— Пока, — не выдержала я. — Я пойду.
Вышла и дверью хлопнула. Автомобиль постоял ещё минуту, словно надеясь, что я одумаюсь, а потом медленно поехал прочь. Я снова посмотрела на тёмные окна. И поняла, что не пойду туда. Без Германа дом потерял всю прелесть. Там меня найдут. Все находят. Надо к Соне. Она там одна. А вдруг и правда её попытаются забрать…
Сердце заколотилось, как бешеное. Надо было, наверное, такси вызвать, но у меня терпения не хватило бы его ждать.
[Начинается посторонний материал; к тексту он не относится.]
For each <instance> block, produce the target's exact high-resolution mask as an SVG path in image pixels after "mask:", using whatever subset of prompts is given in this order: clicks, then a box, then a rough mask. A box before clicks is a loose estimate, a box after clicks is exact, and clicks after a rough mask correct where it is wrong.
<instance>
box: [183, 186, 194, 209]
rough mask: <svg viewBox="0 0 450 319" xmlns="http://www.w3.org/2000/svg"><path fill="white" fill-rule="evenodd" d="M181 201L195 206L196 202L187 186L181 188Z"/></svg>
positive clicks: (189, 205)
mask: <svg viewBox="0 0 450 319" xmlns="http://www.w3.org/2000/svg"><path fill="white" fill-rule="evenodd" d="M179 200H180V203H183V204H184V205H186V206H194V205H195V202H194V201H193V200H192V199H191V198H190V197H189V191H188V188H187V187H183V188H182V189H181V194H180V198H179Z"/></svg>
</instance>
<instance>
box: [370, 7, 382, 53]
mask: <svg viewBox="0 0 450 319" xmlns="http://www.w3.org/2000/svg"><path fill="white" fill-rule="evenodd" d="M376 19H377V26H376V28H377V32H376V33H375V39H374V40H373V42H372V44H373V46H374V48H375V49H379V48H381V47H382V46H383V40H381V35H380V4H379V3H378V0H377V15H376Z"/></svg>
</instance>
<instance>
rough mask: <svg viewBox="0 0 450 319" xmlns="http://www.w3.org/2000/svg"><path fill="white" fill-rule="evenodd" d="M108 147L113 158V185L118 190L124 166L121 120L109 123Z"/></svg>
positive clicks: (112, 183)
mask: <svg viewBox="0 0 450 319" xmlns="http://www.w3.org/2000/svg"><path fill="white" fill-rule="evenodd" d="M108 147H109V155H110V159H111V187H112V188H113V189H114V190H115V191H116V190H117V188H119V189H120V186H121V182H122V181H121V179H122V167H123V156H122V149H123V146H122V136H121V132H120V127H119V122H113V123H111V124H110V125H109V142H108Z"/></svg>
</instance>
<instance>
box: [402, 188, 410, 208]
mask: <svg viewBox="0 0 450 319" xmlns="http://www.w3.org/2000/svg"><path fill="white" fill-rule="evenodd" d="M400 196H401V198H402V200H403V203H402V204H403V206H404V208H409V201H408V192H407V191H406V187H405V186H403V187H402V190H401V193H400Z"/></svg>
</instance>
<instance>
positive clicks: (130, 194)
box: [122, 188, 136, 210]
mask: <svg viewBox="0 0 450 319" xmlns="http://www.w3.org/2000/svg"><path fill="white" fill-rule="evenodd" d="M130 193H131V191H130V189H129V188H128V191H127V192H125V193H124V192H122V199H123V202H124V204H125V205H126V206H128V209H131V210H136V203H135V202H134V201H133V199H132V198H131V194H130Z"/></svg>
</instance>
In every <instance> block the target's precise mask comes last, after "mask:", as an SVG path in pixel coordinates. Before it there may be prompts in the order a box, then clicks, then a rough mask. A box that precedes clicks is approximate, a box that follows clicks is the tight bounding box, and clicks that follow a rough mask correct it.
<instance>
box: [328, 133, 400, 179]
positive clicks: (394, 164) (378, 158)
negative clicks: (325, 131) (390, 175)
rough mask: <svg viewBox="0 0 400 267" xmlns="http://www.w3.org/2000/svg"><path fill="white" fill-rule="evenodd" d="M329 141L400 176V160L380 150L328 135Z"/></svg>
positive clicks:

Я побежала, пересекла детскую площадку по наметённому снегу. Под ним — вода. Но разве важно? На дороге я поймала машину. Стоять пришлось целую вечность — три минуты.
Уже вечер, часы посещений закончены. Двери, в которые я проходила днём, заперты. Я обошла здание. Нашла неприметную дверку, в которую мы вошли в тот, самый первый день, с Германом. Рядом урна, полная окурков. Видимо, сюда бегает курить персонал. Потянула дверь — открылась. И снова пустые стерильные коридоры. Безжалостно ярко светят лампы. Здание большое, мне пришлось поплутать, пока я нашла хирургическое отделение. Не раз и не два я замирала, боясь быть пойманной. Где-то говорили люди, смеялся кто-то. Они привыкли у чужой боли, даже детской. Для них это работа. Им можно и смеяться, и чай пить с подаренной чьей-то мамой шоколадкой…
Медсестры с поста пили чай. Я видела это через приоткрытую дверь. Мимо проскользнула, не дыша. В палате темно, ночник еле светит. Две девочки, обе спят. Дальше по коридору заплакал ребёнок, громко, навзрыд. Мимо палаты прошла медсестра. Я подошла к своей малышке, коснулась её волос. Ну и ладно, что спать негде. Не буду спать. Просижу всю ночь.
Моё присутствие обнаружилось на вечернем кормлении. В палату, щелкнув светом, вошла медсестра. Увидела меня, чуть не выронила бутылочки.
— Полушкина? Вы как сюда проникли?
— Это было несложно….
И правда — проще некуда. Медсестра растерялась, я загородила собой кроватку, в которой ворочалась разбуженная ярким светом и голосами дочка. Только через мой труп.
— Правилами больницы посещение больных проходит в часы, специально для этого отведенные. Я охрану вызову.
— А я прокуратуру, — ответила я. — Позвоню… везде позвоню. И муж мой утром вернётся. И Андрею Васильевичу я позвоню прямо сейчас.
Мужа моего медсестра помнила. И о знакомстве с заведующим знала. Стушевалась. А я уступать была не намерена. Я свою дочку тут одну не оставлю. Если надо будет, и охрану встречу. Жаль только, номер врача пропал с холодильника… зато номер прокуратуры можно найти в сети.
— Хорошо, — елейно отозвалась девушка, — тогда палата на вас. И Лариса тоже.
Она ткнула пальцем в кроватку с проснувшейся ничейной девочкой. Оказывается, она Лариса… Тоже повезло с имечком, хотя Дунька будет покруче. Ничего, сначала одну девочку покормлю, потом другую. И все.
Кормить первой решила Ларису. Мне её просто жалко было. Она следила за мной круглыми глазами и привычно молчала. Моя несколько минут подождет. Лариса вцепилась в бутылочку и пила торопливо, пару раз поперхнувшись. Сонька, увидев такую несправедливость, вспомнила, что кричать она умеет очень громко… Ларису с бутылочкой было оставить боязно, держала она её некрепко, вдруг подавится? В общем, кормить пришлось обеих разом.
Сидела на табуретке, в каждой руке по ребёнку на сгибе локтя. Ладонями, извернувшись, бутылочки придерживала. Девочки пыхтели и готовы были друг дружку пнуть. Обе, несмотря на то, что совсем крошки, достаточно тяжеленькие.
— Да уж, Дуньке придётся непросто, — задумчиво пробормотала я.
Потом обе девочки разом покакали. Моя сразу начала кричать, Лариса терпела молча. Искупать пришлось обеих, не оставлять же грязной ничейную девочку. Причём стоило взять Ларису на руки, как моя начинала истошно кричать. Лариса не плакала — только гулила иногда сама с собою.
Но ночью она голос подала. Плакать начала, истошно, захлебываясь своим же криком. Прибежала медсестра, посмотрела, пожала плечами.
— Колики. У неё бывает. Укол я поставлю, но поможет несильно, ей запретили сильную обезболку. Да и операция уже послезавтра. Мы с ней так каждую ночь. Нянчите, коли неймется вам.